Mayor Bass outlines her budget priorities to the audience. (Facebook)

“I am 127 days into my Administration, and I cannot declare that the State of our City is where it needs to be. But I am proud to report that together, we have brought change to the city of Los Angeles,” said the mayor.

“We have increased urgency at City Hall. And we have a clarity of purpose and have focused our work on the people’s most pressing challenges.”

Reducing homeless continues to be a top initiative of the Bass administration and the mayor announced that her budget allocates an unprecedented $1.3 billion to the crisis.  The funding includes $250 million for the Inside Safe program, which assists people in moving from encampments to temporary or permanent housing.


Reducing homelessness is a major campaign of the mayor’s administration. (Facebook)

“Inside Safe starts with outreach from trained workers, many of whom are formerly unhoused,” explained Bass. “They offer motel rooms and other temporary housing and a path to permanent housing with services.  People can keep their property and stay with their partners and their pets.


“We are removing the barriers that have been in place for far too long – and as a result, we have finally dispelled the myth that people do not want to come inside.”


The mayor’s budget also establishes an Office of Housing and Homeless Solutions, dedicates $40 million to purchase hotels and motels to use as interim housing, and earmarks $23.5 million for substance abuse treatment beds.  Also, four street medicine teams are funded for $4 million to assist unhoused people and Bass plans to use Measure ULA funds to preserve affordable housing and expand homelessness prevention programs.


In the area of public safety, Bass provided funds to increase the ranks of policer officers, LAPD civilians staff, and LAFD firefighters and paramedics. She will also establish the Office of Community Safety to encourage crime prevention and unarmed response to aid people in emotional crisis.


“We are launching an urgent recruitment campaign, with incentives for new recruits. We will hire civilians at LAPD so that officers can move back onto the street.  And we will hire more 911 operators. This will reduce police and Fire Department response times and improve our ability to refer calls to alternative responses,” Bass said.


“My budget funds the new Mayor’s Office of Community Safety.  This office will build capacity for community intervention workers, social workers, clinical psychologists and other experts to respond when law enforcement is not required,” she added.


Hiring more employees extends beyond LAPD and LAFD, said the mayor, who announced her desire to increase the city’s workforce.  She indicated that her budget allows fund for three programs to connect people to jobs – LA:RISE, HIRE LA YOUTH and CleanLA. The programs assist formerly incarcerated individuals, youth ages 14-24, and others in obtaining positions that lead to city jobs.
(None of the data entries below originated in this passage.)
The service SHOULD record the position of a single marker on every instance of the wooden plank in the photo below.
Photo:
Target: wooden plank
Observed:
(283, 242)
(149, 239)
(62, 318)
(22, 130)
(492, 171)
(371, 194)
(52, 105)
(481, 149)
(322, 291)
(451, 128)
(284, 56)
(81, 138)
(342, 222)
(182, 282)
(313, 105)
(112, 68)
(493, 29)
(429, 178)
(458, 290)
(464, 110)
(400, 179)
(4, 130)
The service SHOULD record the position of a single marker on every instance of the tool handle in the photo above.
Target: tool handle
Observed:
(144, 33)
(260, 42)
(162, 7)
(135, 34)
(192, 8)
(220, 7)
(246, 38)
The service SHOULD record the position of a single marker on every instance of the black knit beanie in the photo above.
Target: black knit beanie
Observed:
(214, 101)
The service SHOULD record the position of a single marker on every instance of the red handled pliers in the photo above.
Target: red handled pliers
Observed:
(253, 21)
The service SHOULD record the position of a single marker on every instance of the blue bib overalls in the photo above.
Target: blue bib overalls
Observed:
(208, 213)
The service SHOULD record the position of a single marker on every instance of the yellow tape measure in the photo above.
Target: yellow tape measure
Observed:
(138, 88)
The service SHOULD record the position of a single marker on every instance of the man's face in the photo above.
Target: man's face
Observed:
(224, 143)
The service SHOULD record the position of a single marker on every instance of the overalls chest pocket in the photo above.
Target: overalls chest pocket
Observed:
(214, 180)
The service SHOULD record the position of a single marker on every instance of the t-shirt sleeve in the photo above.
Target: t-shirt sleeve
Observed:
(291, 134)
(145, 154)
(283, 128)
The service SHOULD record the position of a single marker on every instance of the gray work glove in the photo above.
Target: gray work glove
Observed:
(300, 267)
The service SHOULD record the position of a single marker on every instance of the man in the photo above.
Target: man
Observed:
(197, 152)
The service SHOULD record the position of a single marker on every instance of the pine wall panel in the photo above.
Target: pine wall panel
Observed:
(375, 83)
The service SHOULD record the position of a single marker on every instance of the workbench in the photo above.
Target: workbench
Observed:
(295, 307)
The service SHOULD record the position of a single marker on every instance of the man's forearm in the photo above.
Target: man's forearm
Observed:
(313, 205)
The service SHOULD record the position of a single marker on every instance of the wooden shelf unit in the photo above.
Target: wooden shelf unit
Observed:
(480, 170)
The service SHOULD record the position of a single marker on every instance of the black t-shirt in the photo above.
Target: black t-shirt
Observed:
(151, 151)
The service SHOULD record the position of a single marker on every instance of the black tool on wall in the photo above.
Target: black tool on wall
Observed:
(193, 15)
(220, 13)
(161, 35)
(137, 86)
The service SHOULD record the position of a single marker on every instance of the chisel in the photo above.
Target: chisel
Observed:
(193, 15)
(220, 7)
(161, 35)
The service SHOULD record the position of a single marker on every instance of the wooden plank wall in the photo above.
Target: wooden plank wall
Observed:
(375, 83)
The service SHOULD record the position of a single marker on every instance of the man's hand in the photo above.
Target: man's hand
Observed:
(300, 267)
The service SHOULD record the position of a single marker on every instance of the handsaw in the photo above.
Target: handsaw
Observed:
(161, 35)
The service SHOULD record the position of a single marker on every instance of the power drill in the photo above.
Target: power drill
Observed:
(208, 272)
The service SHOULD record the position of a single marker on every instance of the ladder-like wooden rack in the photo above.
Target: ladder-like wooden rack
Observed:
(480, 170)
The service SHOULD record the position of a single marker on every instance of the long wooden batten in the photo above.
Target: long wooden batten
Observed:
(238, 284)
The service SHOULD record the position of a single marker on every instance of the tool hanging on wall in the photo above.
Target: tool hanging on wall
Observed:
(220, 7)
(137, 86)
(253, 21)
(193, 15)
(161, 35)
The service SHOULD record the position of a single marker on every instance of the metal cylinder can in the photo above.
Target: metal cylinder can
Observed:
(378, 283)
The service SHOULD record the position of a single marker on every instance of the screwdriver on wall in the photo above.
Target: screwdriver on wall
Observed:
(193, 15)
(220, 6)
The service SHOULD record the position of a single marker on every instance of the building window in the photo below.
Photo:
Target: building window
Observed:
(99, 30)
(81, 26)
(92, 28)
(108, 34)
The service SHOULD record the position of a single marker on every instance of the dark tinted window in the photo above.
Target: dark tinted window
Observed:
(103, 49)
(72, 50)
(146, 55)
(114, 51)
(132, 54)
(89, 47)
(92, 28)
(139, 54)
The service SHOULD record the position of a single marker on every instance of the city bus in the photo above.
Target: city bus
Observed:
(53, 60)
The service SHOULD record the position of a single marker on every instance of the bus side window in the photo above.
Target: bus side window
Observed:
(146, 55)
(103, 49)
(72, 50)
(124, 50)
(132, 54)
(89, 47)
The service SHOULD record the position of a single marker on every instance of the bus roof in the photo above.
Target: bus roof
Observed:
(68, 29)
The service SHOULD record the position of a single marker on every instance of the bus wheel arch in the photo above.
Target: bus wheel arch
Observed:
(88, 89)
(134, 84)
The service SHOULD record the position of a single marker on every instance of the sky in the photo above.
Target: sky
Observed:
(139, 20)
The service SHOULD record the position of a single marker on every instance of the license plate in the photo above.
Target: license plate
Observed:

Bass hopes to enhance opportunities for businesses and companies by funding a Tourism Master Plan, the Al Fresco outdoor dining program, and collaborating with the L.A. Economic Development Corporation to measure economic growth and recovery.


Stressing her commitment to a healthy environment, the mayor said, “Climate change is real. Climate change is here and climate change is a threat to all of us. We must continue to aggressively confront and adapt to climate change, and to make sure that our city is resilient.”


Bass’ budget includes $12 million for electric vehicle fleet and public charging stations, $2 million to trim 5,000 more trees each year and $funding to add 2,400 trees to the city’s tree forest. She is also proposing outreach staff to inform residents about the city’s organic waste collection services and additional employees to update the green parks and open space element of the city’s General Plan.


“I want Angelenos to experience a New L.A. One that is stronger, healthier, happier and safer.

One that is affordable,” insisted Bass.


“This is the New Los Angeles we will build together.”